The Bergamot is a Brooklyn-based husband-and-wife alternative folk duo consisting of Nathaniel Paul Hoff and Jillian Speece. The duo burst into the scene in 2012 and continue to create new music, stating that they write songs that “weaves intimate storytelling with articulate instrumentation” and “combines both the joys and heartaches of life into a story.” They draw influences from classic bands such as Pink Floyd, The Beatles, Joni Mitchell, The Dave Matthews Band, and Bob Dylan.

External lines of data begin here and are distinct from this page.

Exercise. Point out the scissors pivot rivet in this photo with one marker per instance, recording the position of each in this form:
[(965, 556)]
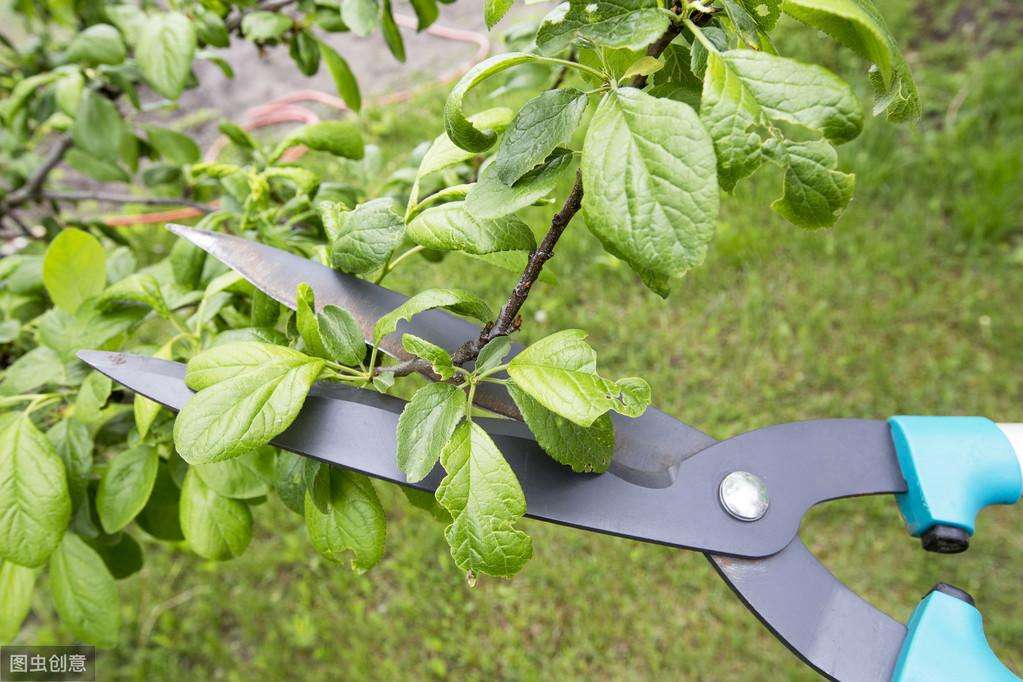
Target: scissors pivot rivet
[(744, 496)]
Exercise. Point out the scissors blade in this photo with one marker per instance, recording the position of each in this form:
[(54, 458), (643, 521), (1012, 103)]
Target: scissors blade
[(830, 627), (355, 428), (813, 614), (649, 449)]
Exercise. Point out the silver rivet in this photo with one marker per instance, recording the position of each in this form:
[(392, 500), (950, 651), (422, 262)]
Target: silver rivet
[(744, 496)]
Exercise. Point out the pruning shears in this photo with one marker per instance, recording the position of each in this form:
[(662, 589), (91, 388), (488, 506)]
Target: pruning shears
[(740, 501)]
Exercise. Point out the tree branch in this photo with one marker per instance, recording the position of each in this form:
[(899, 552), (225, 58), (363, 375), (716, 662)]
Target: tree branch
[(112, 197), (30, 189), (655, 49), (508, 320)]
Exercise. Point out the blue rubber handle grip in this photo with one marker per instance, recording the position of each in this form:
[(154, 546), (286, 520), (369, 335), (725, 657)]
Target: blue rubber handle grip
[(945, 642), (953, 467)]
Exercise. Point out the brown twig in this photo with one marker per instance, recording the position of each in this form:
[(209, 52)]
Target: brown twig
[(507, 320), (110, 197), (655, 50), (30, 190)]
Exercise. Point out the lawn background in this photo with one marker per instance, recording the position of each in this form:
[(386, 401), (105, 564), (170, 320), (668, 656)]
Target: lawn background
[(910, 305)]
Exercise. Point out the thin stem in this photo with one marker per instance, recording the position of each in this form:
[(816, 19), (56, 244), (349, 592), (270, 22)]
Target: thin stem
[(24, 398), (113, 197), (268, 6), (494, 370), (42, 401), (699, 35), (30, 189), (506, 319), (454, 191), (345, 371), (655, 50), (391, 265), (573, 64)]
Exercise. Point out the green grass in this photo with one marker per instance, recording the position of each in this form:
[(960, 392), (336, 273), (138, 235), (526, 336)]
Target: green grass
[(910, 305)]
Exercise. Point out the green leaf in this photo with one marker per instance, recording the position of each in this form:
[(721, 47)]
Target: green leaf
[(259, 334), (645, 65), (211, 29), (265, 311), (342, 335), (160, 517), (652, 192), (491, 198), (16, 584), (305, 320), (242, 478), (172, 145), (426, 425), (237, 135), (126, 486), (305, 51), (746, 93), (97, 127), (421, 499), (460, 130), (494, 10), (215, 527), (698, 53), (129, 18), (248, 394), (803, 94), (35, 506), (485, 501), (344, 79), (542, 125), (332, 333), (365, 237), (457, 301), (73, 443), (344, 514), (764, 12), (492, 354), (91, 398), (560, 372), (123, 557), (451, 227), (426, 13), (340, 138), (84, 592), (815, 191), (582, 448), (97, 169), (98, 44), (38, 367), (362, 16), (631, 24), (165, 52), (288, 481), (390, 32), (444, 153), (89, 327), (858, 26), (140, 287), (438, 358), (676, 80), (262, 27)]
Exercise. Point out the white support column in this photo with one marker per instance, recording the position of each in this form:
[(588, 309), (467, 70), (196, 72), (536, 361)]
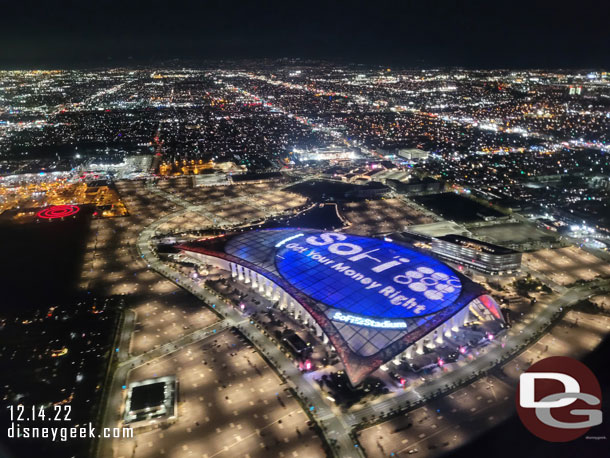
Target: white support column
[(439, 336), (466, 313), (318, 330), (447, 329), (270, 289), (419, 346), (454, 323)]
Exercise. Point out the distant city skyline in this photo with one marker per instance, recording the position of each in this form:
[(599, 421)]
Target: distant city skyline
[(476, 34)]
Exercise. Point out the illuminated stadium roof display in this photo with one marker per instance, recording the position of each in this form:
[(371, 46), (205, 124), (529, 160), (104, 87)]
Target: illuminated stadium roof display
[(372, 298)]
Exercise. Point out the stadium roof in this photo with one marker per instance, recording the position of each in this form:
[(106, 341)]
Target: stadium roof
[(373, 298)]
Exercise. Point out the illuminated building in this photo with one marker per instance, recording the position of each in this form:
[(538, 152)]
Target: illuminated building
[(371, 299)]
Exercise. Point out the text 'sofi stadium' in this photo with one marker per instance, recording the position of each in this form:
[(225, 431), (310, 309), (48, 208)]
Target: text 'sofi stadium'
[(373, 299)]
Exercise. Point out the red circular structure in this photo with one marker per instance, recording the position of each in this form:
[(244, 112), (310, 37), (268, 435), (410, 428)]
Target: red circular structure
[(58, 211)]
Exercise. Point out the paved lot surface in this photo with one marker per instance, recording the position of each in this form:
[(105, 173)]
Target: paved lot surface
[(230, 404), (443, 424), (565, 266), (168, 317)]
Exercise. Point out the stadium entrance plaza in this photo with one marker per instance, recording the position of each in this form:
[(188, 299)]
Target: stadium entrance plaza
[(166, 313)]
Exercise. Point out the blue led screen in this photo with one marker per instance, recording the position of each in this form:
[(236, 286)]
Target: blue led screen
[(365, 276)]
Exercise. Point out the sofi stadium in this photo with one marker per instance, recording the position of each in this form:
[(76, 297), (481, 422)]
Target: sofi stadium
[(373, 299)]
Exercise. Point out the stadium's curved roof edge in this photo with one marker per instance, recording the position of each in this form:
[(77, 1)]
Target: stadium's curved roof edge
[(383, 280)]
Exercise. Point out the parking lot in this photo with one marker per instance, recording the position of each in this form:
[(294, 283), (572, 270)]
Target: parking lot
[(230, 404), (443, 424), (565, 266)]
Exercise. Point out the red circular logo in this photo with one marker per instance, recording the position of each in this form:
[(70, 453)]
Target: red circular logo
[(559, 399), (58, 211)]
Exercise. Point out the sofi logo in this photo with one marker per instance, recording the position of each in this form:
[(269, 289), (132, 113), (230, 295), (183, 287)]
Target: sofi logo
[(559, 399)]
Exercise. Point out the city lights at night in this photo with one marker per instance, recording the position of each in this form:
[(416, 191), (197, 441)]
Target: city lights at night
[(270, 229)]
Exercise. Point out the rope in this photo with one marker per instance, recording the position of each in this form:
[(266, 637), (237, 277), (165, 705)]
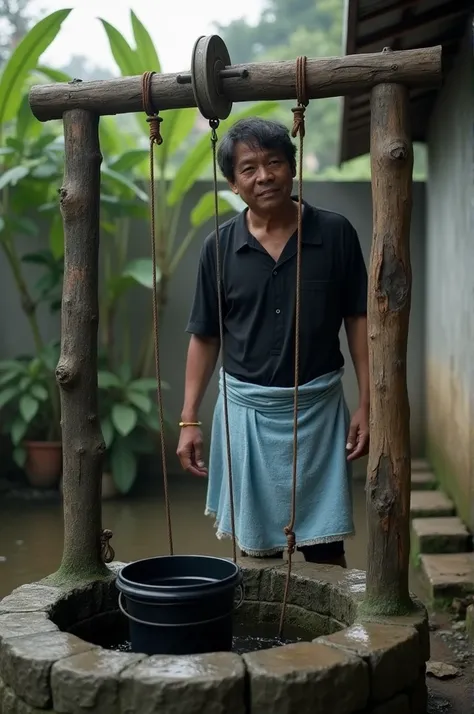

The album begins with “Forget About Tomorrow” with the melodic “ooh’s” coming in backed by a fantastic guitar lick. The song immediately finds its groove and doesn’t waste time with its hook. It grabs you; and the chorus, the title of the song, soars as drums come crashing down and thuds along to a catchy rhythm. I enjoyed the implementation of the guitar on the left channel as it moved along the fret, rising and falling, providing a great contrast to the accessible song structure. As I discovered while listening, the tone of the guitar throughout this album was highly enjoyable.
It’s very satisfying hearing rich, chiming guitars that compliment vocals well. Throughout the album, the guitar cuts through like a knife and it’s a wonderful sound – which is why I love “Alive.” The guitar riff on this song is huge. Like really big. It has a massive, ringing, guitar riff with a huge chorus and a strong hook. The optimistic chorus repeating, “We’re alive” works well, and the keyboard is infectious. In fact, every song on here has a strong hook, and not once did I lose attention. Moments like this pick the pace of the album up to its appropriate level with its as-close-to-a-fist-pumping-anthem that The Bergamot will get.
The production is impressive – raw when it needs to be and lush with a backing band. Jillian and Nathaniel’s vocals are stunningly sleek, and the music’s arrangement and mood are both complex and easy listening completing the soulful tone the album carries with a perfect touch. The way Jillian’s vocals flex on “Fade Away,” singing “Don’t you just wonder how life, it fades away” backed by strings and the bass coming in is pure and wonderful. And on “Remedy,” when she sings “He knows how good I’m feeling in my soul” with an emphasis on the word “knows” and how she stretches that word out to let it breathe on its own; it’s simply sublime.
“Money Honey” almost veers towards the heyday of grunge music with its infectious riff and a big chorus- “Hey now, everything’s gonna be okay.” The same sort of urgency also lifts the final song “Feel the Same,” building up to a climax- “It’s never the same but it feels the same.” There’s a great play between sparse and loud sound textures on Tones, and it always works.
Both Jillian and Nathaniel know what they are comfortable with, and each track is filled with confident energy and playful use of the guitar. It’s a wonderfully classic album while being simultaneously forward thinking.